Current methods for assessing the quality of nerve grafts lack effective reproducible mechanisms to evaluate the structural characteristics that influence axon growth and regeneration.

Innovation Solution

The development of techniques to determine the quality of nerve grafts by assessing quantitative structural characteristics, including the number of endoneurial tubes per area, percent of endoneurial lumen per area, and total perimeter of endoneurial tube lumens per area, using image processing applications to analyze laminin-containing tissue.

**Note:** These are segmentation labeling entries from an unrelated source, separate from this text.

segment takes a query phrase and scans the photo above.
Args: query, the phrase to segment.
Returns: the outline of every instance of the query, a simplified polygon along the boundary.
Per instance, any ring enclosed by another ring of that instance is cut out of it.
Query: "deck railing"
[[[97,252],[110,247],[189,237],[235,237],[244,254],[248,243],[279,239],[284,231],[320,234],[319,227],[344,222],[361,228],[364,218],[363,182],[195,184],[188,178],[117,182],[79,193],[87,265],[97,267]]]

Engineering Contradictions & Design Principles

VSEngineering Contradiction Analysis

1Measurement precision

If current methods for assessing nerve graft quality are used, then the assessment process is simple, but the measurement precision and reliability of structural characteristics are insufficient

Engineering Contradiction:
Improvemeasurement precisionVSAvoiddevice complexity
Core Design Contradiction:
Measurement precisionVSDevice complexity

Solution Approach 1:

The patent replaces manual visual assessment methods with automated image processing and analysis systems. Digital images of nerve grafts are processed through computer algorithms that automatically identify, segment, and measure structural characteristics such as endoneurial tubes, laminin distribution, and fascicle organization, thereby substituting mechanical/manual evaluation with automated computational analysis to improve measurement precision

Inventive Principle:
Principle #28Mechanics substitution (Replace mechanical system)

Solution Approach 2:

The patent introduces image processing software and analysis algorithms as intermediaries between the nerve graft sample and the assessment result. These intermediary tools process digital images through multiple stages including noise reduction, thresholding, segmentation, and feature extraction to bridge the gap between raw imaging data and quantifiable structural metrics

Inventive Principle:
Principle #24Intermediary (Mediator)

2Reliability

If quantitative structural characteristics are assessed using image processing, then the reliability and objectivity of graft quality assessment improve, but the complexity of the assessment method increases

Engineering Contradiction:
ImprovereliabilityVSAvoiddevice complexity
Core Design Contradiction:
ReliabilityVSDevice complexity

Solution Approach 1:

The patent segments the nerve graft structure into distinct anatomical components including endoneurial tubes, laminin-containing structures, fascicles, and epineurium. Each segment is independently identified and measured using image processing techniques, allowing for reliable quantification of specific structural characteristics while maintaining overall system organization through hierarchical segmentation levels

Inventive Principle:
Principle #1Segmentation

Solution Approach 2:

The patent transforms qualitative visual assessment into quantitative measurements by changing the assessment parameters from subjective ratings to objective numerical values. Structural characteristics such as endoneurial tube density, laminin area percentage, and fascicle diameter are measured as specific parameters that can be consistently quantified and compared across different grafts

Inventive Principle:
Principle #35Parameter changes

Data Source

PatentUS20250157233A1Quantitative structural assay of a nerve graft
Publication Date: 2025.05.15 AXOGEN CORP
  • US20250157233A1 patent drawing
  • US20250157233A1 patent drawing
  • US20250157233A1 patent drawing

AI summary

Techniques are described for determining the quality of a nerve graft by assessing quantitative structural characteristics of the nerve graft. Aspects of the techniques include obtaining an image identifying laminin-containing tissue in the nerve graft; creating a transformed image using a transformation function of an image processing application on the image; using an analysis function of the image processing application, analyzing the transformed image to identify one or more structures in accordance with one or more recognition criteria; and determining one or more structural characteristics of the nerve graft derived from a measurement of the one or more structures.